Low-Light Anoxygenic Photosynthesis and Fe-S-Biogeochemistry in a Microbial Mat

We report extremely low-light-adapted anoxygenic photosynthesis in a thick microbial mat in Magical Blue Hole, Abaco Island, The Bahamas. Sulfur cycling was reduced by iron oxides and organic carbon limitation. The mat grows below the halocline/oxycline at 30 m depth on the walls of the flooded sinkhole. In situ irradiance at the mat surface on a sunny December day was between 0.021 and 0.084 mu mol photons m(-2) s(-1), and UV light (<400 nm) was the most abundant part of the spectrum followed by green wavelengths (475-530 nm). We measured a light-dependent carbon uptake rate of 14.5 nmol C cm(-2) d(-1).
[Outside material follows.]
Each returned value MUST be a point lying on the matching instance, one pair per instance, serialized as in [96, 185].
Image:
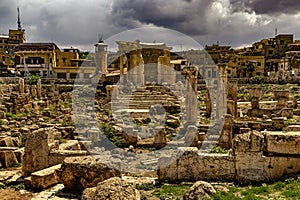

A 16S rRNA clone library of the green surface mat layer was dominated (74%) by a cluster (>97% sequence identity) of clones affiliated with Prosthecochloris, a genus within the green sulfur bacteria (GSB), which are obligate anoxygenic phototrophs. Typical photopigments of brown-colored GSB, bacteriochlorophyll e and (beta-)isorenieratene, were abundant in mat samples and their absorption properties are well-adapted to harvest light in the available green and possibly even UV-A spectra. Sulfide from the water column (3-6 mu mol L-1) was the main source of sulfide to the mat as sulfate reduction rates in the mats were very low (undetectable-99.2 nmol cm(-3) d(-1)). The anoxic water column was oligotrophic and low in dissolved organic carbon (175-228 mu mol L-1). High concentrations of pyrite (FeS2; 1-47 mu mol cm(-3)) together with low microbial process rates (sulfate reduction, CO2 fixation) indicate that the mats function as net sulfide sinks mainly by abiotic processes. We suggest that abundant Fe(III) (4.3-22.21 mu mol cm(-3)) is the major source of oxidizing power in the mat, and that abiotic Fe-S-reactions play the main role in pyrite formation. Limitation of sulfate reduction by low organic carbon availability along with the presence of abundant sulfide-scavenging iron oxides considerably slowed down sulfur cycling in these mats.